Yeah, that's actually that's connected to some. Another interesting thing that I've noticed about willpower, which is I was wondering why there's so much really strong, really well validated research on how you can use techniques in behavioral psychology to effect your own success so you can use operant conditioning on yourself. You can give yourself positive and negative reinforcement when you do something good for your long term goals versus bad for your long term goals. And this is really effective. You see this time and again in studies and even people who are aware of this research don't actually apply it to themselves.
And I was wondering why there's so little application of this, like clearly correct.
Clearly useful research and talking about it with a couple of friends, we came to the conclusion that the problem is that people have a really hard time taking the outside view of themselves.

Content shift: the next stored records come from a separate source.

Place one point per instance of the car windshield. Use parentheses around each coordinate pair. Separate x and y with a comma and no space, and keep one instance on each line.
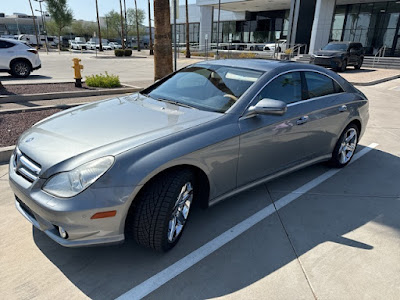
(335,47)
(206,87)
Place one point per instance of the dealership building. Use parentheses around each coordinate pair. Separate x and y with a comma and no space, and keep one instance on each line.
(310,22)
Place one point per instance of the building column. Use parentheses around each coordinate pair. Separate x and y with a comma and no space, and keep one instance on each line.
(322,25)
(206,23)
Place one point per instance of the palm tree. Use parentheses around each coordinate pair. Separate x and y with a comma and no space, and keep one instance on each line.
(34,26)
(187,31)
(122,26)
(151,39)
(98,25)
(137,26)
(162,40)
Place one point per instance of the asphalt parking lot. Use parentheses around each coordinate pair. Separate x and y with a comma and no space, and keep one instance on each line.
(339,238)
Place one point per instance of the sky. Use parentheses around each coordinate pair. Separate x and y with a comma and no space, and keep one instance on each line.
(82,9)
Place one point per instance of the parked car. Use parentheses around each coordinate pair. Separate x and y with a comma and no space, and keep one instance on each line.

So it's easy to look at the research on well, definitely on like animals or on children or even just on other adults and say, yes, it is clear that, you know, doing this intervention, doing positive or negative reinforcement changes the probability of people succeeding at achieving their goals.
But it's really it's strange in a way, to talk about doing something to change the probability of yourself making decision X versus decision Y, because you know that like, well, I could just choose to make decision X if I think that that's better for me.
And it seems sort of strangely passive or like strangely, I don't know, detached or removed from yourself to talk about doing things to increase the probability of you making the right decision. Right. Well, they're going to take away your own free will as an agent. Yeah, exactly.
Well, there are some philosophers who have actually questioned the whole idea of equation, you know, weakness of the will.
It's. Making the point that it seems self-contradictory, that is, you know, how can you is it possible that you are doing something that you don't really want to do? Right. Because that's the idea of a creature that, you know, you're doing something.
The paradox is I've heard it described the so-called paradox. Yeah, exactly. And so some philosopher went as far as saying that, you know, our creature simply simply is simply an incoherent concept. And I think they're completely wrong.
I mean, I thought it was much better psychologist than these people because you really understood that, you know, that is, in fact the human condition that we do have that promise, meaning that we are aware of long term, of the long term prospects of certain, you know, possible outcomes of certain actions. And we know what would be better for us. We just don't have in some some cases at least, the willpower or the strength to to get through this this sort of thing.
I mean, you know, it applies to all sorts of areas.
I mean, you know, getting a college degree or a college degree or something like that, it's something that presumably, you know, it's good for you in the long term, but it requires a lot of work.
And so a lot of people drop out or don't do as well because the immediate day to day application and willpower that is necessary, it's sort of not sufficient, not sufficiently motivated by the long term prospects of the gain that, you know, you're going to have. But it's long term that's the problem.
Yeah, I think the paradox disappears even more cleanly when you stop thinking of human beings as single and single decision making entities or Single Decision-Making agents, essentially.
And once you recognize that our brains have sort of all these different modules in them that are, you know, optimizing for different things and not to mention which when we when we make a decision, we're often focusing on different aspects of the decision at different times.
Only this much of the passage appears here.